In order to increase hemoglobin levels, researchers at Children’s Hospital of Philadelphia (CHOP) have activated the creation of both fetal and adult hemoglobin. This treatment is a proof-of-concept for blood disorders such sickle cell disease and beta-thalassemia.
The researchers created a method to produce more hemoglobin using a single vector by using a viral vector designed to revive fetal hemoglobin production, decrease mutant hemoglobin, and supply functional adult hemoglobin. The results were published in Haematologica.
“Until now, researchers have been exploring one of two approaches to treating blood disorders like sickle cell disease or beta-thalassemia: adding a functional copy of the adult hemoglobin gene, or increasing production of fetal hemoglobin,” said senior author Stefano Rivella, PhD, Kwame Ohene-Frempong Chair on Sickle Cell Anemia and Professor of Pediatrics at CHOP. “In this study, we have done both simultaneously, which provides an opportunity to produce more hemoglobin per vector in these patients.”
Red blood cells contain the protein hemoglobin, which is responsible for carrying oxygen from the lungs to tissues all over the body. Sickle cell disease and beta-thalassemia are genetic blood illnesses brought on by mistakes in the hemoglobin gene.
Fetal hemoglobin is produced in utero by the gamma-globin gene, but after delivery, this gene is shut off and adult hemoglobin is produced by the beta-globin gene.
Individuals with beta-thalassemia and sickle cell disease have mutations in the beta-globin gene, which results in the synthesis of mutant hemoglobin and, as a result, in major health issues such as delayed growth, jaundice, pain crises, pulmonary hypertension, and stroke.
The goal of current research is to either increase fetal hemoglobin, which is not altered in these settings, or restore a functional copy of adult hemoglobin by gene therapy, which involves supplying new genetic material through an engineered vehicle called a viral vector.
Until now, researchers have been exploring one of two approaches to treating blood disorders like sickle cell disease or beta-thalassemia: adding a functional copy of the adult hemoglobin gene, or increasing production of fetal hemoglobin. In this study, we have done both simultaneously, which provides an opportunity to produce more hemoglobin per vector in these patients.
Stefano Rivella
However, there are limitations to both of these approaches, and neither has been established as a fully curative approach.

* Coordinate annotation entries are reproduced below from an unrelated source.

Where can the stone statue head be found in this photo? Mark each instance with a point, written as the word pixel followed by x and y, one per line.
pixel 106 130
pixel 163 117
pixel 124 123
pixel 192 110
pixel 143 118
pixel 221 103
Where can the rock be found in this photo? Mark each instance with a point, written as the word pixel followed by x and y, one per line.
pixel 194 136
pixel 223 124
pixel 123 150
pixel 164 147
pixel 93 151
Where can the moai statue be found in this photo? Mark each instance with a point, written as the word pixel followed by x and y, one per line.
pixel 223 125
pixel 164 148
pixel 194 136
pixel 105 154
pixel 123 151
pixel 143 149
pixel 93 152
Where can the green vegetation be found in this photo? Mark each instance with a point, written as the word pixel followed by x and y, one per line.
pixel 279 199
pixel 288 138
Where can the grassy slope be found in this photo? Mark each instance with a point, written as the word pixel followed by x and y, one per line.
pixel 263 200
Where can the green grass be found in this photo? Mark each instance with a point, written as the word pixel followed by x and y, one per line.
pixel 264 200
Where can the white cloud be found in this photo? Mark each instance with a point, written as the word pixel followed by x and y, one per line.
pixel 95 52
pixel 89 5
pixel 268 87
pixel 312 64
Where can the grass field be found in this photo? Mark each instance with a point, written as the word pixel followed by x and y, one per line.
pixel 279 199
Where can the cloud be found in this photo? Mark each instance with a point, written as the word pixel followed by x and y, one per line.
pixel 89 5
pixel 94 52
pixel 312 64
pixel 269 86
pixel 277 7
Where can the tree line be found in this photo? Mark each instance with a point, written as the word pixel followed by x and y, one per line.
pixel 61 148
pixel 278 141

In order to increase hemoglobin levels in one therapy, the researchers led by co-first authors Danuta Jarocha, PhD and Silvia Lourenco, PhD combined the two tactics into a single gene therapy vector. They did this by concentrating on a transcription factor called BCL11A, which functions as a switch to turn on adult hemoglobin production and turn off fetal hemoglobin production.
The scientists reasoned that they could increase hemoglobin production if they used an engineered vector to repress BCL11A, which would maintain the generation of fetal hemoglobin and stop the development of mutant adult hemoglobin. They also added back a working copy of the beta-globin gene.
Working in cell lines of patients with sickle cell disease and beta-thalassemia, the researchers tested their vector which included a gene coding for adult hemoglobin and a microRNA sequence that would target BCL11A and found that the vector was able to elevate fetal and adult hemoglobin simultaneously in vitro.
Although BCL11A was not totally silenced, the inhibition was enough to lessen the amount of mutant adult hemoglobin produced. The vector was able to induce higher functional hemoglobin production than a vector expressing beta-globin alone because it increased both fetal and functional adult hemoglobin.
“Future studies will evaluate this approach using an even stronger vector that we developed in our lab and published on recently,” Rivella said. “Combining these two technologies, we hope to make an even more powerful vector that can provide curative levels of hemoglobin to these patients.”
The CuRED Frontier Program at CHOP, which is committed to discovering fresh and enhanced curative treatments for blood disorders like sickle cell disease and beta-thalassemia, provided funding for this study.